Stock Analysis & Ideas

These Top Leveraged & Inverse ETFs Could Bolster Investors’ Portfolios

Story Highlights

Here are major names under three types of ETFs that can help investors execute their ideas on macro, sector-specific, and individual conviction while also amplifying potential returns.

Markets rose sharply yesterday as optimism arose over recent earnings releases, but investors are yet to breathe a complete sigh of relief as major uncertainties regarding inflation, consumer confidence, geopolitical tensions, and rate hikes still hang in the air.

Nonetheless, when bear territory and positive earnings coincide, savvy investors can cherry-pick opportunities. Over the past few weeks, we have highlighted different ways in which investors can play their conviction ideas via thematic stock ETFs and bond ETFs.

This week, we are shining the light on inverse ETFs, leveraged ETFs, and single stock ETFs that can help an investor take his strategy implementation a notch higher amid present market gyrations.

Leveraged ETFs

Leveraged ETFs provide the potential to magnify the returns on their underlying indexes. Some promising ETFs in this space are ProShares UltraPro QQQ (TQQQ), Direxion Daily Aerospace & Defense Bull 3x Shares (DFEN), and MicroSectors Solactive FANG & Innovation 3x Leveraged ETN (BULZ).

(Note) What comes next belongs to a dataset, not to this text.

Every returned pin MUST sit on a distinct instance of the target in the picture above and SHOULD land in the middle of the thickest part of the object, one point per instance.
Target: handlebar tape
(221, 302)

TQQQ seeks to achieve 3x the daily movement of the NASDAQ-100 and is already up 18.8% over the past five days. Alternatively, if you want to go sector-specific with a macro focus, then DFEN and BULZ are for you.

Just as major defense names continue to announce major contract wins, DFEN seeks to deliver 3x the daily performance of the Aerospace & Defense Index and is up 12% over the past five days. BULZ is an exchange-traded note (ETN) that focuses on delivering 3 times the daily movement of the Solactive FANG Innovation index.

BULZ has dropped 83.4% so far this year as investors jumped the technology ship, but greater risks mean greater rewards. Over the past five days, the ETN is up a whopping 28.7% just as major tech names are finding their footing.

Inverse ETFs

Inverse ETFs, as the name suggests, are designed to move in the opposite direction of their underlying assets. The ProShares UltraPro Short QQQ (SQQQ), Direxion Daily 20+ Year Treasury Bear 3x Shares (TMV), and Direxion Daily Real Estate Bear 3x Shares (DRV) are some of the names that can help you make a bet when your bear goggles are on.

SQQQ seeks to move -3x the daily movement of the NASDAQ-100. If you had put money in this ETF at the beginning of 2022, your gains would have been 67.8%, just as the market kept plummeting.

What if you could gain big from the current aggressive rate cycle instead of seeing your capital gains wither away? TMV seeks to achieve -3x the daily movement of the ICE U.S. Treasury 20+ year bond index and has delivered 73.3% returns so far in 2022.

The third name on the list, DRV, seeks to move 3x in the opposite direction of the real estate select sector index and has already delivered 42.6% gains so far this year.

Single Stock ETFs

Finally, if broad-based ETFs are not your thing and you like to focus on single names instead, then single stock ETFs come to the rescue with leveraged as well as inverse trading on underlying names.

Some names in the space are AXS 2x PFE Bull Daily ETF (PFEL), AXS TSLA Bear Daily ETF (TSLQ), and AXS 1.25x NVDA Bear Daily ETF (NVDS).

PFEL seeks to deliver 2x the daily performance of Pfizer (PFE) and is up 5.6% over the past five days. TSLQ, on the other hand, aims to deliver -1x the daily performance of Tesla (TSLA) shares and is down 5.3% over the past week just as Tesla shares climbed over this period.

The recently passed CHIPS Act has kept NVIDIA (NVDA) in focus, with shares rising nearly 14% over the past five days, while NVDS has dropped 12.4% during this period.

Closing Note

The market continues to abound with opportunities, and these names can help you gain from whichever way the tide turns.

Additionally, the amplifying of both long and short ideas can be achieved without having to go down the derivatives rabbit hole by the deft employment of these ETFs.